1. Almost certainly Joseph Chamberlain, who more than once indicated his leaning toward a closer understanding between the British Empire and Germany. There were rumors in Europe in 1898 of a German-British agreement. The idea was at the time by no means popular in Germany. In November, 1899, a year after this letter was written, Mr. Chamberlain in his famous Leicester speech openly expressed his desire for an alliance with the United States and Germany.
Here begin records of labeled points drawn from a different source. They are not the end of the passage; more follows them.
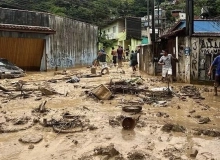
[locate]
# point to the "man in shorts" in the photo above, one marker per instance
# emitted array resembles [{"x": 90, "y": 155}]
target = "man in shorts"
[
  {"x": 216, "y": 63},
  {"x": 165, "y": 61}
]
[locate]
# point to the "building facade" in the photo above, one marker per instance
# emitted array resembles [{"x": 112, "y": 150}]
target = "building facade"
[{"x": 42, "y": 41}]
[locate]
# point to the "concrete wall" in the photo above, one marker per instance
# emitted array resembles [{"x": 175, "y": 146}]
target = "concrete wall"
[
  {"x": 203, "y": 52},
  {"x": 146, "y": 64},
  {"x": 73, "y": 44}
]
He said: "We should not remain permanently isolated from the continent of Europe and I think this, that the moment that aspiration was formed it must have appeared evident to everybody that the natural alliance was between ourselves and the great German Empire."
2. Without ado.
3. According to Freiherr von Eckardstein, Counsellor of the German Embassy in London in 1896, steps to such an alliance were first taken by Lord Salisbury, who made a proposal to the Kaiser when the latter was attending the Cowes regatta on August 5th, 1895. According to Eckardstein, Lord Salisbury proposed that Turkey be divided between England, Germany and Austria. The Kaiser spurned the offer.
4. Count von Hatzfeldt-Wildenburg, German ambassador in London, from 1885 until his death in 1901.
5. The Kaiser made a mistake. Nicholas I. was the great-grandfather of Nicholas II. The reference is to Alexander II., who was an enthusiastic Germanophil.